Eolynn, I'm so sorry for you about all this, but all I can say is that after reading your story, is that your mother is indeed very selfish and I think she should apologize. And it's definitely not your fault.
Thanks the police arrived at 2.30 this morning good response time considering I rang them at 6.30, I have had them give him a warning so that if anything like this happens again he will be arrested. We have also placed a Harrasement order on him so that if he phones my sister again and is abusive he will be arrested.
However my sisters boyfriend found out about it from my other brother and has gone looking for him.
I second everything that has been said here regarding your mother, Eoylnn. I think she is very selfish and this is definately not your fault. It is shocking to think that she would talk about you to your son!!! Mad Smilie The only advice I can give you is that your mother is probably lonely and confused and if you just let her know that you want to make up it may help. And you might want to talk with your son a little, because I know from similar experiences that this is probably hurting him as well. Regarding Christmas, unless your family accepts you, I wouldn't go. It will be hard for you and confusing for your son. I admire you for wanting to sacrifice so much for your son. This is only my point of view and may not be what is best at all. I wish you the best of luck. Smile Smilie
I need some impartial advice so please feel free to give me your comments. My sister and brother in law are in the middle of a divorce at the moment and he keeps hurrling abuse at her and threating her. He has never done this infront of me before until tonight. I just calmly told him that there was no need to be abusive towards her, the thing is hes on medication for his temper and he doesn't know he's doing it half the time. After I told him to calm down he pushed my sister which got me riled up then he punched me in the face, then people jumped inbetween us and the police were rang, so he ran off. Now I'm in two minds as in if to inform the police and press charges as it will probable be put down as a domestic incident and he will be let of and he will do it again when maybe my sister will be hurt. The other option open to me is to go to his house and to give him a good hidding and put him on the recieving end of his own bullying. I am not a violent man but this is really looking like the only option before he really hurts my sister.
If you have any opinions on this please please please share them with me!
If your brother-in-law is on medication for temper, perhaps you should contact his doctor and to tell him what happened?
And what about other members of your family? Are you all alone with your sister to face this problem?
Can't you seek by Altavista or any other device the addresses of online sites which could provide you advice how to act in this situation?
At your place I would not go to beat him in his own house. Rather I'd make sure that my sister is never left alone to deal with him without any assistance of someone able to protect her.
I do not know whether this helps, good luck Ross!
Ross: I agree with Eryan here. If you still need to give him an earful, use the phone. For your sake DO NOT GO TO HIS HOUSE as a fight may develop and then you would be in the wrong. You must only use your fists in the direct defense of your sister while she is present else you can be had up on charges too.

Of course that is just my humble opinion with which and a dollar you might be able to buy a cup of coffee.

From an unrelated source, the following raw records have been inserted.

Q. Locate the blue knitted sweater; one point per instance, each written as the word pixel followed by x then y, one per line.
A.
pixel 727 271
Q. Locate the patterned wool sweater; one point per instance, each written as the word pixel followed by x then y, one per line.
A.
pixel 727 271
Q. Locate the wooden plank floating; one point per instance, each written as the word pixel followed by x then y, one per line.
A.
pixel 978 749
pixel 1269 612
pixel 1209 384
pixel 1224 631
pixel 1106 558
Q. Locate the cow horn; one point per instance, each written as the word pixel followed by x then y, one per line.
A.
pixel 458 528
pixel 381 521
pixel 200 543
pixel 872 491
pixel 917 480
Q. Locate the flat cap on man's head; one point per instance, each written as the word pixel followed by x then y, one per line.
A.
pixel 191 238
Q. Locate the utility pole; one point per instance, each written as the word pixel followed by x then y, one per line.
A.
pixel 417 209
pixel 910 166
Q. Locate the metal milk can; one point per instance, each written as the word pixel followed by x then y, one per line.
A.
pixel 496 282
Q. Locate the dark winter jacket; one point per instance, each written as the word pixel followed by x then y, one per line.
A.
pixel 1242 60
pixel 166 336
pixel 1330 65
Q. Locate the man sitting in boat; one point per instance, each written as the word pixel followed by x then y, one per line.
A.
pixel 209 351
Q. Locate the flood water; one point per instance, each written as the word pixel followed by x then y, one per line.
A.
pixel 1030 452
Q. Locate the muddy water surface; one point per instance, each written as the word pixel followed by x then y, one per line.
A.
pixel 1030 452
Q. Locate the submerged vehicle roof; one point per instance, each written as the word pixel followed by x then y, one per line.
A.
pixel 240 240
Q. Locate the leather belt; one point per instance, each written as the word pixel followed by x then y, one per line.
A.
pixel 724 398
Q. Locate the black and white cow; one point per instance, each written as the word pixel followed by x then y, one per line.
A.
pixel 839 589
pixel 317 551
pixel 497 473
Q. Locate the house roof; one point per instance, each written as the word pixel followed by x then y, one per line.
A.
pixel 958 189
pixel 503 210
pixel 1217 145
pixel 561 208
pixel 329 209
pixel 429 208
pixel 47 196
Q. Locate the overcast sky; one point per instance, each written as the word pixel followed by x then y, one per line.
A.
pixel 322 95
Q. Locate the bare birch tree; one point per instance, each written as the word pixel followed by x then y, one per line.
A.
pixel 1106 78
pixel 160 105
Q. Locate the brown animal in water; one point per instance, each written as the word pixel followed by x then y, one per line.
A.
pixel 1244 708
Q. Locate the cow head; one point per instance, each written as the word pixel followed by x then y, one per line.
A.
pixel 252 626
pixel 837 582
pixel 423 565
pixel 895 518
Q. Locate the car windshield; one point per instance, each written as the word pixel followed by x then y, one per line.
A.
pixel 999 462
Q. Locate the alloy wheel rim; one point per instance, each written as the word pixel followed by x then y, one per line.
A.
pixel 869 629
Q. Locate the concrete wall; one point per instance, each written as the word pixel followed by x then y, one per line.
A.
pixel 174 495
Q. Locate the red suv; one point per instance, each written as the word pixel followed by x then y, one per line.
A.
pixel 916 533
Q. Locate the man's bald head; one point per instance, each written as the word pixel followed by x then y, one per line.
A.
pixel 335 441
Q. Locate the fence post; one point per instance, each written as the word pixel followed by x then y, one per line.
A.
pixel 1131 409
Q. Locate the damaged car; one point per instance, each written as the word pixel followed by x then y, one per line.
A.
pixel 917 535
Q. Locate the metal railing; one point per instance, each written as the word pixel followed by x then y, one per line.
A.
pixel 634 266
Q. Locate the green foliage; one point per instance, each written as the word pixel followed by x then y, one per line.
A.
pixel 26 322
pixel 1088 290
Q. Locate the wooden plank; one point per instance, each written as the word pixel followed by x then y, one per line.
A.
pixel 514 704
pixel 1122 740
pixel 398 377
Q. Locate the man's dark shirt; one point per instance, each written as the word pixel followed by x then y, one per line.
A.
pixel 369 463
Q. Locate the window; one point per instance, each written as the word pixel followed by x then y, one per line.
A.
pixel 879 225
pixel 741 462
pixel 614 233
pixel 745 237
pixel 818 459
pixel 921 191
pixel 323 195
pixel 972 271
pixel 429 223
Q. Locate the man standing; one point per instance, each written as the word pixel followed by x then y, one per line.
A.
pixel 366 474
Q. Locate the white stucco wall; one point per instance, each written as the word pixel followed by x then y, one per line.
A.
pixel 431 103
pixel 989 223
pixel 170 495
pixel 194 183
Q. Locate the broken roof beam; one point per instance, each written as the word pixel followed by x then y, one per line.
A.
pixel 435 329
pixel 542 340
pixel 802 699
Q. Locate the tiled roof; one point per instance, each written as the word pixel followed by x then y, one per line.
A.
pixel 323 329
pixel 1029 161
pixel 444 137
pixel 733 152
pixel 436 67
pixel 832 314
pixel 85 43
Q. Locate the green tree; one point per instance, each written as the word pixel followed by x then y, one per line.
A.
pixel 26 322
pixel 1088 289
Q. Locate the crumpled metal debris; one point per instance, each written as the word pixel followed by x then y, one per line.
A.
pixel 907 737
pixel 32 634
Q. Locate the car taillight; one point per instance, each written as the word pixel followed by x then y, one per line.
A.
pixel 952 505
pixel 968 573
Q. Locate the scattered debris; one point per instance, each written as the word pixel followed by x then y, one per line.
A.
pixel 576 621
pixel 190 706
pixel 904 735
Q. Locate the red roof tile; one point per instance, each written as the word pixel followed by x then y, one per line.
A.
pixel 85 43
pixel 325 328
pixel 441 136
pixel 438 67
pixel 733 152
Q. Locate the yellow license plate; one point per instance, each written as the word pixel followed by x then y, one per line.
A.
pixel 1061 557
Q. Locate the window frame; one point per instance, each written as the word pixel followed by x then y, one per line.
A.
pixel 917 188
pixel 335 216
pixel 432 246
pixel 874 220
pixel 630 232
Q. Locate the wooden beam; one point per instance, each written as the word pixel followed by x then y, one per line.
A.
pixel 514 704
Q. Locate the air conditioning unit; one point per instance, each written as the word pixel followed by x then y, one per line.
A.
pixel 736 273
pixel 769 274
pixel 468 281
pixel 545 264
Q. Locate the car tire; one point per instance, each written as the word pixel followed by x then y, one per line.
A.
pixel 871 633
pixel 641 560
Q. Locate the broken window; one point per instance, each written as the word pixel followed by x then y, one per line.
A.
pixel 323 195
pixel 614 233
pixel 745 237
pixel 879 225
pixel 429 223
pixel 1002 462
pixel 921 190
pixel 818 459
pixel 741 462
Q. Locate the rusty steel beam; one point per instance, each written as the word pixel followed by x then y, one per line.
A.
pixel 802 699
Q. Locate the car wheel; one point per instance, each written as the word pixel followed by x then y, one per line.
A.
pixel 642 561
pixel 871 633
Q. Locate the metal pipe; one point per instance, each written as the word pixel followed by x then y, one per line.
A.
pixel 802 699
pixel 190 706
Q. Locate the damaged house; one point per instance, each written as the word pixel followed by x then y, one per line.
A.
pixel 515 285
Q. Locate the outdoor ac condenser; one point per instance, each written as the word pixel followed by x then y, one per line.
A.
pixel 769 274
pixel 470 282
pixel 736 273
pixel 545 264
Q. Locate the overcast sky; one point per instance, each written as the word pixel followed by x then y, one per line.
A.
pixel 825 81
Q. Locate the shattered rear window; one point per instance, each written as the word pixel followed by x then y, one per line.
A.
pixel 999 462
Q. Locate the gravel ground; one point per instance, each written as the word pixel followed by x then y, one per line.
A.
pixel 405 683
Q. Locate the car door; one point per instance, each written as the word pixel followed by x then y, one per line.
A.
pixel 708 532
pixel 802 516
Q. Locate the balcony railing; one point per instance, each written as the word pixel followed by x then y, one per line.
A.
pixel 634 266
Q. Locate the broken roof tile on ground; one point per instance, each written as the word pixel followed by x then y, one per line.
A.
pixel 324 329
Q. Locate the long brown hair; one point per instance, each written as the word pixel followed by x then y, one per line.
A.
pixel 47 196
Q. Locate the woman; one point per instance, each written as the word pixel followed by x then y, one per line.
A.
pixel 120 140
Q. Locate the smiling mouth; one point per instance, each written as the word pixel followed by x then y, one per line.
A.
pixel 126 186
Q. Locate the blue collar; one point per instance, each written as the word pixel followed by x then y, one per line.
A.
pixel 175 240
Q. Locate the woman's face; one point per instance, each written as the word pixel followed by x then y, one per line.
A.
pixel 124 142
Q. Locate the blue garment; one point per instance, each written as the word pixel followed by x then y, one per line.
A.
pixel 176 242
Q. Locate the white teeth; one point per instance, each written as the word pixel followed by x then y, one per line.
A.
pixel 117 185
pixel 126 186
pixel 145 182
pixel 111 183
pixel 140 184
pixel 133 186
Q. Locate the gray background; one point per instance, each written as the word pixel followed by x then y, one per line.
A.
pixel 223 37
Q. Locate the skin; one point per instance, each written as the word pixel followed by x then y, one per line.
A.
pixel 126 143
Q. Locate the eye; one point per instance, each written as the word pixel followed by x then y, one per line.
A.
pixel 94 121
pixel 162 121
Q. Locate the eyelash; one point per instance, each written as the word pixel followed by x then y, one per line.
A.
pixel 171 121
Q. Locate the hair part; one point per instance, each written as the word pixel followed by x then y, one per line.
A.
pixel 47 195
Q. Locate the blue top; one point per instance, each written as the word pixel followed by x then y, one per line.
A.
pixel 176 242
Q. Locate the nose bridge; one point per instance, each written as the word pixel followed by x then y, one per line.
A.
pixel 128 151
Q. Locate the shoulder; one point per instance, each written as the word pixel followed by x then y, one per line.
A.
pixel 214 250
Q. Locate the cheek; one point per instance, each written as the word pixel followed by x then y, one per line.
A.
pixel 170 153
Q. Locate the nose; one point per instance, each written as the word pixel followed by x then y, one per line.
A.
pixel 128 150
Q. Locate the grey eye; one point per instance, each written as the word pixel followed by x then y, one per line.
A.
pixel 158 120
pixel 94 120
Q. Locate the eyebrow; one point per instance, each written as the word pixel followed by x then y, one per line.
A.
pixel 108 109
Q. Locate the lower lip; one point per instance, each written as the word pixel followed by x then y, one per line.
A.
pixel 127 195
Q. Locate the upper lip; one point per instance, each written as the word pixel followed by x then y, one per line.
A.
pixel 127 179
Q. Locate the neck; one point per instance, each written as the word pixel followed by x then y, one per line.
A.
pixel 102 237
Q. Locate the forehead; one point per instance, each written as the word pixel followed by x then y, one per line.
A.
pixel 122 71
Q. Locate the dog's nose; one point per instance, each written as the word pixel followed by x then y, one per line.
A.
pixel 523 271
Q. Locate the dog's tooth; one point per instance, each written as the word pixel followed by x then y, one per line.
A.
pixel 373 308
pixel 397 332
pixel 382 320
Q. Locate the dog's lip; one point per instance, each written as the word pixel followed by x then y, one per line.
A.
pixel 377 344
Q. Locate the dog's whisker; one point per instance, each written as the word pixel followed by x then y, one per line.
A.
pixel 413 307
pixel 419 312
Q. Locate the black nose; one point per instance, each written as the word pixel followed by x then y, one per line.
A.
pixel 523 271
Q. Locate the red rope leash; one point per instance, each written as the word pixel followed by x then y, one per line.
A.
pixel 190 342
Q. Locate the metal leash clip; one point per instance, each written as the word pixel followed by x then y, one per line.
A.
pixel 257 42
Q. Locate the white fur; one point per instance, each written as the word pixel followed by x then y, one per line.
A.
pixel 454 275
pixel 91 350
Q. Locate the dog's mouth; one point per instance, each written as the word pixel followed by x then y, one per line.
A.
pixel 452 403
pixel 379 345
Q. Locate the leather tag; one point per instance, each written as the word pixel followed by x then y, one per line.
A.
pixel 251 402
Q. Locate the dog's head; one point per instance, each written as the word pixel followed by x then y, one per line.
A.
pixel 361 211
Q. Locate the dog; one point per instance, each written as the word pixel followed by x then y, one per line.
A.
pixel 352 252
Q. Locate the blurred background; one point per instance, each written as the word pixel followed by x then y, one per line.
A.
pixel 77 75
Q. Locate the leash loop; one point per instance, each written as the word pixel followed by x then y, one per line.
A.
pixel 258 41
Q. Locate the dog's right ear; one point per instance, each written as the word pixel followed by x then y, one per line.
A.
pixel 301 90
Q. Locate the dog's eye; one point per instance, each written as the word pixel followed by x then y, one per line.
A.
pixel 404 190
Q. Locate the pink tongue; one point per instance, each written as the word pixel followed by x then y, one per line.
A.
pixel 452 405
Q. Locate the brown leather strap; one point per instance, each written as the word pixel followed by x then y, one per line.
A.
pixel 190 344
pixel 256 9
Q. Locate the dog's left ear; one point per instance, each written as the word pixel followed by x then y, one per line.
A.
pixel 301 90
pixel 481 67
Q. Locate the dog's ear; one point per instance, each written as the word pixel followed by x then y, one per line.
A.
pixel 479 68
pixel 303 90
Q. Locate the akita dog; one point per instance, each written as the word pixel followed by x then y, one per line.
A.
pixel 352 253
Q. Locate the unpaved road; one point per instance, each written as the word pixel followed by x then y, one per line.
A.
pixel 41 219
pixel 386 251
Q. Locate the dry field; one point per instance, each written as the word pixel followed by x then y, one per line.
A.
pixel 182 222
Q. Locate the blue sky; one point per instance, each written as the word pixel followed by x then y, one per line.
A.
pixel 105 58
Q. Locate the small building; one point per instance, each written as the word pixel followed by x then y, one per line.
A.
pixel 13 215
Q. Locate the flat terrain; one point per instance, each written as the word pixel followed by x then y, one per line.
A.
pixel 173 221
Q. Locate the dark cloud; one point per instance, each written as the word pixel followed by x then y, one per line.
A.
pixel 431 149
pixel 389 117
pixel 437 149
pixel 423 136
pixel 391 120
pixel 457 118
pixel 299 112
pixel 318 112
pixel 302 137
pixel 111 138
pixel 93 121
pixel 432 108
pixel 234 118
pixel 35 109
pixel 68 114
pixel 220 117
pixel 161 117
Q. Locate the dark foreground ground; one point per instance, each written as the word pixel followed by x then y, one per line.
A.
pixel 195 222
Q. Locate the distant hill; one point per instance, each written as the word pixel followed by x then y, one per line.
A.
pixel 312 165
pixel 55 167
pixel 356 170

I agree with Grondy...definitely don't do the vigilante thing. I'll most likely only get you in more trouble. Also, if they're in the middle of divorce proceedings, and someone close to your sister beats up on her husband, that could make things even stickier in court. Keep an eye out for your sis, be there to protect her, but don't do anything that could get either of you in trouble...

I have a silly little thing that I'm bitter about today: I started my laundry at 11:30 this morning, and it is still not done. The stupid clothes were in the dryer for 3 whole hours, and they still came out sopping wet. Now I've got wet clothes draped all around my dorm room, and I spent my pizza money on the extra hours for the dryer. Stupid laundry.